Swiss bank UBS could face billions of dollars more in subprime-related write-downs in 2008, which could tip it into a second year of losses, analysts warned investors, sending its shares tumbling again. Some said UBS might be only halfway through clearing the debris from the subprime loan disaster that has already saddled it with $18 billion in charges in 2007.
The prognosis knocked UBS shares down 5.93 percent to 35.24 francs by 1130 GMT on Friday, a day after falling 8 percent on the news that the company had at least $80 billion in exposure to subprime loans and other risky debt, nearly three times more than it had previously disclosed.
"The disaster is much worse than we had thought," said Dirk Becker, analyst at Landsbanki Kepler in Frankfurt. "It looks like they face another very bad year, and a loss for 2008 is not inconceivable." Equity analysts at Citigroup said UBS might have to spend 12 to 20 billion Swiss francs on additional write-downs.
Others, including Lehman Brothers, which tallied UBS's exposures at $97.3 billion, said a write-down of 10 billion francs was on the cards. "A further 10 billion Sfr write-down would eliminate all profit for 2008, which would likely be a negative for the stock price," said Lehman in a note.
A UBS spokesman said on Friday "our exposures are disclosed", but declined to comment on speculation of more write-downs. "If your starting point for exposures is an $80 billion number, then it is not off the wall to think that a quarter of that could be in trouble," said one analyst with an investment bank who asked not to be identified.
The Swiss bank, the world's largest manager of affluent people's money, is already Europe's biggest casualty of the credit crunch by far.

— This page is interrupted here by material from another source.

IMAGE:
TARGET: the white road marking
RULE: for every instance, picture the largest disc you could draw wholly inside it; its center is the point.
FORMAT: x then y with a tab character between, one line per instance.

It has replaced nearly all its top management and watched its share price more than halve since June, when the force of the subprime crisis began to register.
Analysts said they were exasperated with some of UBS's unexpected disclosures on Thursday, including an $11.2 billion net exposure to a complex structured credit called a reference-linked note programme.
"Will another position come out? What's next? This is the worry," said Andreas Venditti, an analyst at ZKB in Zurich. More write-downs could spell trouble for UBS's plans to bolster capital with a 13 billion franc injection from Singapore and an unnamed Middle East investor. The plans are due to be put to a shareholder vote at an extraordinary meeting on February 27.
The two investors will take a stake in UBS by subscribing to a mandatory note that is convertible into the bank's stock. Even if the capital injection is approved, UBS might have to contemplate a rights issue, unless it can keep new write-downs to no more than 10 billion francs and spread the losses over the year, rather than take a huge charge in a single quarter.
Larger losses would push its tier 1 capital ratio below 10 percent, a level that analysts say is critical for the bank to maintain its profile as a top-flight wealth manager and investment bank. "We believe it has sufficient additional capital to absorb further write-downs without further recourse to a further capital injection," said Lehman.
Lehman said it based its assumption on the capital injection going through, which would give the bank 6-7 billion francs of excess capital, and on UBS making net profits of 9 billion francs in 2008, excluding any charges from write-downs.